With regards to sleep apnea, then you mainly have 3 types: obstructive, central, and a mix of the two.
Obstructive sleep apnea (OSA) is the most common, around 80% of all cases. It is caused by a physical blockage of the airway, usually when the soft tissue in the rear of the throat collapses and closes during sleep. Patients of this type are often overweight/obese. And yes, you see many T2s here for this reason (a physical blockage due to the overweight, not due to the T2 itself...) As OSA is due to a physical blockage, then one of the most frequent symptoms is laud snoring.
In
Central Sleep Apnea (CSA) the airway is
not blocked, but the brain fails to signal the muscles to breathe. Reason why snoring is not necessarily observed at all. When CSA is caused by heart failure, the patient has slow blood flow as well as erratic breathing and consequently awakens due to lack of oxygen. You can not fix that with a continuous positive airway pressure device (CPAP). Apart from those patients, about half of those suffering from CSA can be managed on CPAP alone.
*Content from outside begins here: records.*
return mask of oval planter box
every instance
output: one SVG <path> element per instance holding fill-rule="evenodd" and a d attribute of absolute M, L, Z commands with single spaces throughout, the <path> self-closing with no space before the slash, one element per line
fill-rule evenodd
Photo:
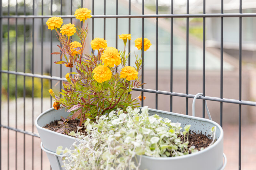
<path fill-rule="evenodd" d="M 169 158 L 154 158 L 142 156 L 140 169 L 179 169 L 196 170 L 220 170 L 224 169 L 226 160 L 223 163 L 223 131 L 218 124 L 208 119 L 181 114 L 149 109 L 150 115 L 156 114 L 159 116 L 167 118 L 172 122 L 179 122 L 182 128 L 191 124 L 190 130 L 195 132 L 201 132 L 209 134 L 211 129 L 216 126 L 216 141 L 204 149 L 183 156 Z M 42 140 L 41 147 L 47 153 L 53 170 L 65 170 L 61 155 L 55 153 L 57 147 L 60 145 L 69 148 L 75 138 L 44 129 L 42 127 L 61 116 L 66 117 L 70 113 L 64 109 L 56 110 L 50 109 L 41 114 L 36 120 L 36 125 Z"/>

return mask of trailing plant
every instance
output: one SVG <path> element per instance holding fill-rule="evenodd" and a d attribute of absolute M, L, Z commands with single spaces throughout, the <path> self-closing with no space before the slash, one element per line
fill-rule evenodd
<path fill-rule="evenodd" d="M 64 154 L 66 169 L 138 169 L 143 155 L 166 157 L 197 151 L 194 146 L 188 147 L 190 125 L 183 131 L 180 123 L 156 114 L 149 116 L 147 106 L 140 111 L 131 107 L 127 113 L 113 110 L 96 122 L 88 119 L 85 134 L 71 132 L 69 135 L 78 139 L 74 149 L 63 150 L 60 146 L 56 151 Z M 181 141 L 180 136 L 185 134 L 187 138 Z"/>
<path fill-rule="evenodd" d="M 46 22 L 49 29 L 55 30 L 61 44 L 58 46 L 60 51 L 52 54 L 60 54 L 61 58 L 64 56 L 65 59 L 54 62 L 68 67 L 75 67 L 76 71 L 66 75 L 67 81 L 62 82 L 64 88 L 59 94 L 55 95 L 52 90 L 49 90 L 55 100 L 53 107 L 57 110 L 60 105 L 60 108 L 64 107 L 70 112 L 68 119 L 60 123 L 79 119 L 81 126 L 88 119 L 96 122 L 100 116 L 107 116 L 118 108 L 134 108 L 137 104 L 138 97 L 133 99 L 130 92 L 142 85 L 138 76 L 142 62 L 141 57 L 137 56 L 136 68 L 127 66 L 130 54 L 126 53 L 125 46 L 127 39 L 131 39 L 131 34 L 119 35 L 124 45 L 122 51 L 108 46 L 106 40 L 96 38 L 91 42 L 93 51 L 90 54 L 83 53 L 88 30 L 84 22 L 91 17 L 91 12 L 85 8 L 75 12 L 76 18 L 83 22 L 81 28 L 71 23 L 62 26 L 62 19 L 57 17 L 50 18 Z M 75 33 L 80 42 L 72 41 L 71 36 Z M 135 41 L 139 50 L 141 49 L 141 38 Z M 151 45 L 149 40 L 144 39 L 144 51 Z M 97 55 L 94 54 L 95 50 L 97 51 Z"/>

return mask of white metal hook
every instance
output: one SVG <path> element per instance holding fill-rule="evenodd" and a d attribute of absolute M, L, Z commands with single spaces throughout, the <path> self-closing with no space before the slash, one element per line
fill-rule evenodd
<path fill-rule="evenodd" d="M 193 102 L 192 103 L 192 115 L 193 116 L 195 116 L 195 103 L 196 102 L 196 99 L 197 98 L 197 97 L 199 96 L 203 96 L 203 93 L 197 93 L 194 97 L 194 99 L 193 99 Z M 205 108 L 206 109 L 206 111 L 207 111 L 207 113 L 208 114 L 208 116 L 209 117 L 209 119 L 212 120 L 212 117 L 211 117 L 210 112 L 209 111 L 209 110 L 208 109 L 208 107 L 207 106 L 207 103 L 206 102 L 206 100 L 204 102 L 204 105 L 205 106 Z"/>

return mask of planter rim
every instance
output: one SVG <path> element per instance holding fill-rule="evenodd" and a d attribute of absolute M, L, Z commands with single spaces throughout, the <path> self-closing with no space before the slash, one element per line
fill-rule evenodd
<path fill-rule="evenodd" d="M 37 117 L 36 118 L 36 121 L 35 121 L 35 124 L 36 124 L 36 127 L 37 128 L 40 129 L 41 129 L 41 130 L 45 130 L 45 131 L 48 131 L 49 132 L 50 132 L 51 133 L 53 133 L 54 134 L 56 134 L 56 135 L 61 135 L 61 136 L 63 136 L 65 137 L 66 138 L 70 138 L 71 139 L 74 139 L 74 141 L 75 141 L 76 140 L 76 138 L 74 138 L 74 137 L 71 137 L 71 136 L 70 136 L 67 135 L 64 135 L 64 134 L 62 134 L 61 133 L 58 133 L 57 132 L 55 132 L 55 131 L 51 131 L 51 130 L 49 130 L 48 129 L 46 129 L 44 128 L 43 128 L 43 127 L 41 127 L 40 126 L 39 126 L 39 125 L 38 125 L 38 124 L 37 124 L 37 121 L 38 121 L 38 120 L 39 118 L 40 118 L 42 116 L 44 115 L 45 114 L 46 114 L 48 112 L 49 112 L 49 111 L 52 111 L 52 110 L 55 110 L 55 109 L 54 109 L 54 108 L 53 108 L 53 107 L 52 107 L 52 108 L 50 108 L 50 109 L 48 109 L 47 110 L 45 110 L 45 111 L 44 111 L 44 112 L 43 112 L 43 113 L 41 113 L 38 116 L 38 117 Z M 155 112 L 159 112 L 159 111 L 161 111 L 161 112 L 162 112 L 162 113 L 165 113 L 165 114 L 169 114 L 169 115 L 175 115 L 178 116 L 180 116 L 180 117 L 186 117 L 186 118 L 187 118 L 188 117 L 189 118 L 190 118 L 193 119 L 197 119 L 197 120 L 201 120 L 201 121 L 204 121 L 204 122 L 208 122 L 209 123 L 212 123 L 212 124 L 214 124 L 215 126 L 216 126 L 217 127 L 218 127 L 218 128 L 220 129 L 220 137 L 219 137 L 218 139 L 219 139 L 219 138 L 221 139 L 223 138 L 223 130 L 222 130 L 222 128 L 221 128 L 221 126 L 220 126 L 220 125 L 219 125 L 218 124 L 217 124 L 217 123 L 216 123 L 215 122 L 212 121 L 212 120 L 209 120 L 209 119 L 206 119 L 206 118 L 201 118 L 201 117 L 193 117 L 193 116 L 189 116 L 189 115 L 183 115 L 183 114 L 180 114 L 177 113 L 175 113 L 170 112 L 167 112 L 167 111 L 166 111 L 160 110 L 156 110 L 156 109 L 152 109 L 148 108 L 148 110 L 150 110 L 150 111 L 155 111 Z M 171 120 L 171 121 L 172 121 L 172 120 Z M 195 152 L 195 153 L 193 153 L 192 154 L 188 154 L 188 155 L 183 155 L 183 156 L 179 156 L 174 157 L 152 157 L 152 156 L 148 156 L 145 155 L 142 155 L 142 156 L 143 157 L 145 157 L 145 158 L 146 158 L 147 159 L 157 159 L 158 160 L 175 160 L 175 159 L 182 159 L 182 158 L 188 158 L 188 157 L 191 157 L 191 156 L 194 156 L 194 155 L 197 155 L 198 154 L 200 154 L 201 153 L 203 153 L 204 152 L 207 152 L 207 151 L 208 150 L 211 149 L 214 146 L 216 145 L 217 145 L 220 142 L 221 140 L 218 140 L 218 139 L 217 139 L 217 140 L 215 142 L 214 142 L 214 143 L 213 143 L 212 145 L 211 145 L 210 146 L 208 146 L 208 147 L 207 147 L 205 149 L 204 149 L 202 151 L 199 151 L 198 152 Z M 140 155 L 138 155 L 138 156 L 140 156 Z"/>

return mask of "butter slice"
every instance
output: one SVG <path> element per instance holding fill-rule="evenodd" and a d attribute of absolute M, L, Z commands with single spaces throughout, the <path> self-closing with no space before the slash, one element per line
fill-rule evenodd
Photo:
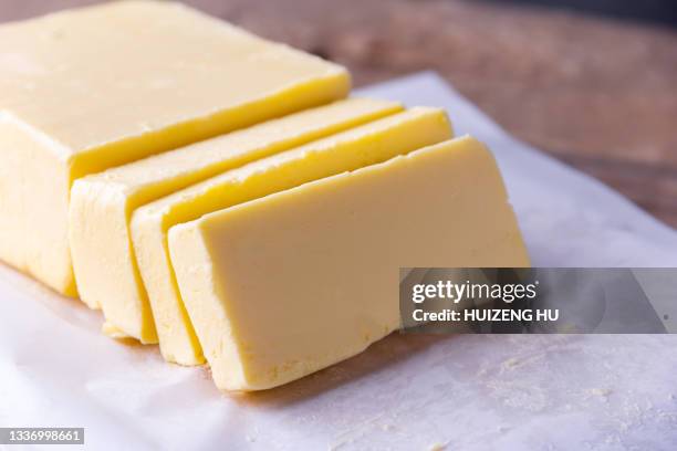
<path fill-rule="evenodd" d="M 216 385 L 279 386 L 399 327 L 404 266 L 528 266 L 494 159 L 470 137 L 169 231 Z"/>
<path fill-rule="evenodd" d="M 441 109 L 413 108 L 251 162 L 137 209 L 132 217 L 132 240 L 163 356 L 184 365 L 204 361 L 169 261 L 167 231 L 171 226 L 311 180 L 385 161 L 451 135 Z"/>
<path fill-rule="evenodd" d="M 344 69 L 178 3 L 0 25 L 0 260 L 75 295 L 74 179 L 348 90 Z"/>
<path fill-rule="evenodd" d="M 400 109 L 395 102 L 340 101 L 76 180 L 71 190 L 70 242 L 81 298 L 91 307 L 103 307 L 106 329 L 157 343 L 128 232 L 136 208 L 233 167 Z"/>

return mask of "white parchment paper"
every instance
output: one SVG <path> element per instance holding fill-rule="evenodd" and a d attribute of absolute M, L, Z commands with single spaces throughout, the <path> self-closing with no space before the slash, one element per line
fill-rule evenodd
<path fill-rule="evenodd" d="M 487 143 L 534 265 L 677 266 L 677 232 L 435 74 L 361 94 L 442 106 L 458 135 Z M 94 450 L 677 449 L 676 336 L 395 334 L 285 387 L 225 395 L 206 369 L 111 340 L 101 322 L 0 264 L 0 426 L 84 427 Z"/>

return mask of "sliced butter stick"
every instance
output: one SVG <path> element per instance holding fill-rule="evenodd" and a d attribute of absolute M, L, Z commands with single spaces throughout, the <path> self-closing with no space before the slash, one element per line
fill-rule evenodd
<path fill-rule="evenodd" d="M 225 172 L 137 209 L 132 239 L 150 298 L 163 356 L 185 365 L 204 360 L 178 292 L 167 245 L 176 223 L 301 183 L 385 161 L 452 134 L 446 114 L 413 108 Z"/>
<path fill-rule="evenodd" d="M 525 266 L 491 154 L 464 137 L 169 230 L 217 386 L 275 387 L 399 326 L 405 266 Z"/>
<path fill-rule="evenodd" d="M 340 101 L 76 180 L 70 242 L 82 300 L 103 307 L 107 331 L 156 343 L 128 233 L 135 208 L 233 167 L 399 111 L 394 102 Z"/>
<path fill-rule="evenodd" d="M 74 296 L 73 180 L 345 97 L 346 71 L 179 3 L 0 25 L 0 260 Z"/>

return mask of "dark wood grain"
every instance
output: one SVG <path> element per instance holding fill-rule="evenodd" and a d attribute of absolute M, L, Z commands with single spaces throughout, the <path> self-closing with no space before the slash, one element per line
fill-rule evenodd
<path fill-rule="evenodd" d="M 0 20 L 79 0 L 3 1 Z M 356 85 L 433 69 L 519 138 L 677 227 L 677 32 L 462 0 L 195 0 L 347 65 Z"/>

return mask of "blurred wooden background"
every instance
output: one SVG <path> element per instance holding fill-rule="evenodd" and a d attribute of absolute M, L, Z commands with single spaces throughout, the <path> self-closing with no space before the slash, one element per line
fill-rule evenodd
<path fill-rule="evenodd" d="M 677 227 L 677 31 L 471 0 L 186 0 L 345 64 L 431 69 L 519 138 Z M 83 0 L 0 0 L 0 21 Z M 481 138 L 481 137 L 480 137 Z"/>

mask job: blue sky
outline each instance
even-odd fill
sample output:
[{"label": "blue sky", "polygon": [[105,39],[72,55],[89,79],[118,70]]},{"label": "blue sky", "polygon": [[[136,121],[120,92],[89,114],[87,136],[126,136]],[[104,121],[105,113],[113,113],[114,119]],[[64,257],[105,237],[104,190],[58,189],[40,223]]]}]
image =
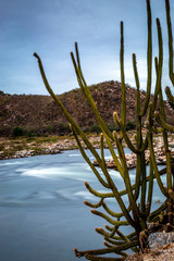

OSA patient has a mechanical problem, one that almost always can be corrected by CPAP, potentially combined with weight loss and/or a surgical tissue adjustment. Treatment of the CSA patient is more challenging because the signal to the body to inhale is not being transmitted from the breathing center in the brain. So despite the difference in the root cause of each type, in all three, you can observe the same symptom namely that people with untreated sleep apnea stop breathing repeatedly during their sleep. As you mention the example about your own hubby, then many different root causes can be behind the sleep apnea. And depending on root cause, then the right treatment is different. Even children can suffer from sleep apnea, so its not just old, obese T2s. And for the OP, then luckily he reacted on his sleep apnea, which was actually a symptom due to his serious heart condition. Or rightfully, as often is the case with us lazy men, it was his wife that was his saviour and sent him to the doctor to get the problem fixed!
Ruth, I have also loads of statistics/studies to pull from if you want us to dive into the dead in bed syndrome.